A literatura disponível explora os reflexos de políticas de arrocho monetário em diversas áreas, mas, especialmente no Brasil, não havia registros de trabalhos, até aqui pelo menos, que explorassem como os juros afetam negros, brancos, homens e mulheres. O trabalho de Clara e Patrícia busca uma primeira aproximação e os resultados obtidos mostram que os homens negros são os mais sacrificados, sofrendo taxas de desemprego comparativamente mais elevadas do que aquelas experimentadas pelos brancos. Entre as mulheres, por razões diversas, o desemprego chega a recuar entre trabalhadoras brancas, sempre em relação aos homens brancos, enquanto para as trabalhadoras negras os efeitos parecem ser neutros.

Balanço

  • Dito de outra forma, prosseguem Clara e Patrícia, “um aumento da taxa de juros real está associado a um aumento na diferença de desemprego entre homens e negros e homens brancos”. No exercício que prepararam para esse estudo, as economistas identificaram um incremente de 1,22 pontos percentuais na razão de desemprego entre negros e brancos a partir de uma elevação de um ponto percentual na taxa real de juros.
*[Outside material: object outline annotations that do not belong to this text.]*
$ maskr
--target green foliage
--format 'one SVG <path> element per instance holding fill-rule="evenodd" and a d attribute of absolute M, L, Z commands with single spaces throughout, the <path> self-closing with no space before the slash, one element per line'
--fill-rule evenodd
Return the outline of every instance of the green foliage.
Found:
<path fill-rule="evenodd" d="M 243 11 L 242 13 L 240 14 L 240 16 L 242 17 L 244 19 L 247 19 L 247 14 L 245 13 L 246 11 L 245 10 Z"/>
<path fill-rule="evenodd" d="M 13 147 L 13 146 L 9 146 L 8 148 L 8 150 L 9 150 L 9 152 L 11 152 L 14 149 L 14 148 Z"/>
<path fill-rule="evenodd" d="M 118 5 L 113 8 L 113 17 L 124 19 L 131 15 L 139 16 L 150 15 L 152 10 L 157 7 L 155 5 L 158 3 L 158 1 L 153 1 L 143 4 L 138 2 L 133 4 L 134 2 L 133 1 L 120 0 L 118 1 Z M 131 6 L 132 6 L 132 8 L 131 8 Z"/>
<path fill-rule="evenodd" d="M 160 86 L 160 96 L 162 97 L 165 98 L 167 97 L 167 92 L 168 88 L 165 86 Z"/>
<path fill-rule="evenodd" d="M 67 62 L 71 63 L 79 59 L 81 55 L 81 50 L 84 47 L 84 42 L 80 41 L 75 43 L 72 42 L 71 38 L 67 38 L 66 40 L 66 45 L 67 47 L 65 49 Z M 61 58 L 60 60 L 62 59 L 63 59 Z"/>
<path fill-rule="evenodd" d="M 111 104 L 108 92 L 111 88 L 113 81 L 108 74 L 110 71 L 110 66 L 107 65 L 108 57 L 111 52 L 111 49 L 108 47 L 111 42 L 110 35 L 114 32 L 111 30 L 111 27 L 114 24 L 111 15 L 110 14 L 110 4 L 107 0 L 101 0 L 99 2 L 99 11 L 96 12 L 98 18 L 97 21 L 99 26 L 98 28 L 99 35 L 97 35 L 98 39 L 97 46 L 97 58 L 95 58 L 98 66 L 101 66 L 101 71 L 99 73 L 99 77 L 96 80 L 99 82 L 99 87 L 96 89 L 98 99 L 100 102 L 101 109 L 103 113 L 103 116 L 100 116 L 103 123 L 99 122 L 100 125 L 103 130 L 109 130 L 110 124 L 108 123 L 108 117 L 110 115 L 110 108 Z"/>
  • Pode-se especular qual teria sido o tamanho desse impacto a partir de março de 2021, quando o BC começou a puxar os juros básicos para cima. Desde lá, a taxa elevou-se em 11,75 pontos percentuais, enquanto a inflação acumulada em 12 meses, medida pelo Índice Nacional de Preços ao Consumidor Amplo (IPCA), do Instituto Brasileiro de Geografia e Estatística (IBGE), recuou de 6,10% para 4,65%.
  • Clara e Patrícia observaram impactos regionais diferentes, com a distância nas taxas de desemprego entre negros e brancos ampliando-se em 1,46 pontos nas regiões Sul, Sudeste e Centro-Oeste. No entanto, “o efeito desaparece quando consideramos apenas as regiões Norte e Nordeste”.
  • “Isso significa que, mesmo controlando a composição setorial e o nível educacional, o impacto negativo de uma política monetária contracionista é maior para os homens negros quando em comparação aos homens brancos, especialmente nas regiões com menor população negra. Em outras palavras, o efeito desigual da política monetária contracionista não pode ser totalmente explicado por diferentes níveis educacionais entre esses dois grupos, ou por um grupo estar mais empregado em indústrias mais sensíveis a mudanças na taxa de juros (indústria e construção)”, observam ambas.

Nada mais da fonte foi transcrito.